How to install, build and use XDP related packages

From epsciwiki
Jump to navigation Jump to search

PAGE UNDER CONSTRUCTION


Getting Started

XDP stands for eXpress Data Path, and eBPF or BPF stands for extended Berkeley Data Filter
Following are links to a few good places to start learning to program with XDP sockets:
  • The best place to learn to program is the tutorial:
XDP tutorial
  • Helpful sites:
Beginner's Guide to XDP and BPF
Overview of XDP Sockets, Linux 5.4 kernel
RedHat XDP Page


Get and install the XPD/BPF related files

There are 2 main libraries that are needed to use XDP sockets: the libxdp library and libbpf library upon which it depends. Although one can load the 2 from separate packages, that is not recommended as this software is changing so quickly that you'll need versions of the 2 which are compatible. I believe the best option is to use the xdp-tools GitHub repository which has compatible versions of both. The difficulty is that the xdp-tools makefiles are not setup to install libbpf so some custom changes (quite minimal) are needed to be able to do this. For stability's sake I have forked the repo and made all the necessary modifications.


Links

Future advancements/versions in XDP/BPF will mean that this will need to be redone at some point, so here is a note of what was done to make things compile and install:
xdp-tools repository modifications


Following are links to the xdp-tools repos:
Jefferson Lab forked version of xdp-tools (changes to makefiles, etc)
Original xdp-tools repo


Create the XDP and BPF libraries

Get the repo

export PREFIX=""
git clone --recurse-submodules https://github.com/JeffersonLab/xdp-tools.git
cd xdp-tools


Address host dependencies

Before this code can be compiled, you must follow the proper setup procedure to address its dependencies.
Setup instructions are at given in the tutorial, XDP tutorial.
Go to the setup_dependencies.org link at Setup Dependencies
However, if you want to avoid wading through that, it boils down to:
// (to get bpftool)
sudo apt install linux-tools-common linux-tools-generic
// to get this to build
sudo apt install linux-tools-5.15.0-87-generic
sudo apt install clang llvm libpcap-dev build-essential
sudo apt install linux-headers-$(uname -r)

// xdp-tools needs emacs
sudo apt install emacs

// you will need to use clang 11 for this to work so install and set commands to this version
sudo apt install clang-11 clang-format-11
sudo update-alternatives --install /usr/bin/clang clang /usr/bin/clang-11 100
sudo update-alternatives --install /usr/bin/clang++ clang++ /usr/bin/clang++-11 100
sudo update-alternatives --install /usr/bin/clang-format clang-format /usr/bin/clang-format-11 100
sudo update-alternatives --install /usr/bin/llc llc /usr/bin/llc-11 100

// check to see if this worked by doing
ls -al /usr/bin/clang*
ls -al /etc/alternatives/clang*
ls -al /usr/bin/llc*
ls -al /etc/alternatives/llc*


Build

Now one can do
./configure
make

// for installation

// make sure there is an ending slash "/" on your install dir !!
export DESTDIR=/daqfs/ersap/installation/
export LIBDIR=lib
export HDRDIR=include
export MANDIR=share
export SBINDIR=bin
export SCRIPTSDIR=scripts
make install
The above installation will make and install the xdp-loader program into <install dir>/bin.
It can be used (see below) to both load/unload programs and query what programs have been loaded.

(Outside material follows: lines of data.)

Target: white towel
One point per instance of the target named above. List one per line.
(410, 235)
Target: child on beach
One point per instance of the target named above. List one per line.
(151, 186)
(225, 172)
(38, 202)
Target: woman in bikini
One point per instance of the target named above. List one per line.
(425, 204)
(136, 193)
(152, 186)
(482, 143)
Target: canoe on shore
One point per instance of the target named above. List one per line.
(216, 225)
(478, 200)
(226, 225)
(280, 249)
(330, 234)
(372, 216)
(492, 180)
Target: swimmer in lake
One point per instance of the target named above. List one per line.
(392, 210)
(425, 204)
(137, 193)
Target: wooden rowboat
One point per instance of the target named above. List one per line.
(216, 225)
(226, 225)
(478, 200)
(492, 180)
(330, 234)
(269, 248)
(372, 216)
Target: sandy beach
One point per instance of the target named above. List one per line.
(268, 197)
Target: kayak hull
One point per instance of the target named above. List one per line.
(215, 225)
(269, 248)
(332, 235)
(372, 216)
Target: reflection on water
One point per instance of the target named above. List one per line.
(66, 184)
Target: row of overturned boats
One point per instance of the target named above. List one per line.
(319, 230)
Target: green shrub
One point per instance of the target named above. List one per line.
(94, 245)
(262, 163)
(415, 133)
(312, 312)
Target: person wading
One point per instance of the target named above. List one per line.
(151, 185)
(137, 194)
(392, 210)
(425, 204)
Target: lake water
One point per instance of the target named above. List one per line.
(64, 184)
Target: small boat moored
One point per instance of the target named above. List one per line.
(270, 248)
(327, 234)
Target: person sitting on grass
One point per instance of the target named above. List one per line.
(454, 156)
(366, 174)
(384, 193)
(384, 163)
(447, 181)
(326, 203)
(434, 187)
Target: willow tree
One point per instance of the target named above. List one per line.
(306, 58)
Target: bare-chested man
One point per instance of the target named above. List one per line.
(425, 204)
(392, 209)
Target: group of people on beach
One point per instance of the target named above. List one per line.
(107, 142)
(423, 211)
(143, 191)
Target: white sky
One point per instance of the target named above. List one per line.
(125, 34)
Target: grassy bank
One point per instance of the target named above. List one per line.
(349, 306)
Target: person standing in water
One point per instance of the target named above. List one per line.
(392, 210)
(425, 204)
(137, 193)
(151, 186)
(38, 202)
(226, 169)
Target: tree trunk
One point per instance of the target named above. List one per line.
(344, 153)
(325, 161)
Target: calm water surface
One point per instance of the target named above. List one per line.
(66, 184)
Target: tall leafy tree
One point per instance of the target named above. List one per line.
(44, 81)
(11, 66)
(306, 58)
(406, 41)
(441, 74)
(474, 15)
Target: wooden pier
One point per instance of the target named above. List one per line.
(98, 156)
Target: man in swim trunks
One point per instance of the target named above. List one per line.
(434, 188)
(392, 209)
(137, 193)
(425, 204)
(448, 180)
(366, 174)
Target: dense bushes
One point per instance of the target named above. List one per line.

Getting ready to use XDP sockets

  • Each ejfat node has a Mellanox ConnectX-6 Dx NIC which can handle 2x100Gbps or 1x200Gbps.
  • The interface name corresponding to this card is enp193s0f1np1. If yours is different, substitute it.
  • Avoid running XDP code in the skb (generic) mode in which the linux stack is NOT bypassed.
  • Use the XDP native mode in which the linux network stack is bypassed by placing special code in the kernel's NIC driver.
To do this, the NIC's MTU must not be larger than 1 linux page minus some headers.
On the ejfat nodes the max MTU which still allows native mode is 3498.
sudo ifconfig enp193s0f1np1 mtu 3498


NIC queues

Now a note on how recent linux NIC drivers use multiple queues to hold incoming packets (for details see NIC Queues).


Number of queues

Contemporary NICs support multiple receive and transmit descriptor queues. On reception, a NIC can send different packets to different queues to distribute processing among CPUs. Find out how many NIC queues there are on your node by looking at the combined property:
// See how many queues there are 
sudo ethtool -l enp193s0f1np1
In the case of ejfat nodes, there are a max of 63 queues even though there are 128 cores. It seems odd to me that there isn't 1 queue per cpu, and it does not appear to be changeable so most likely it's built into the kernel when first created.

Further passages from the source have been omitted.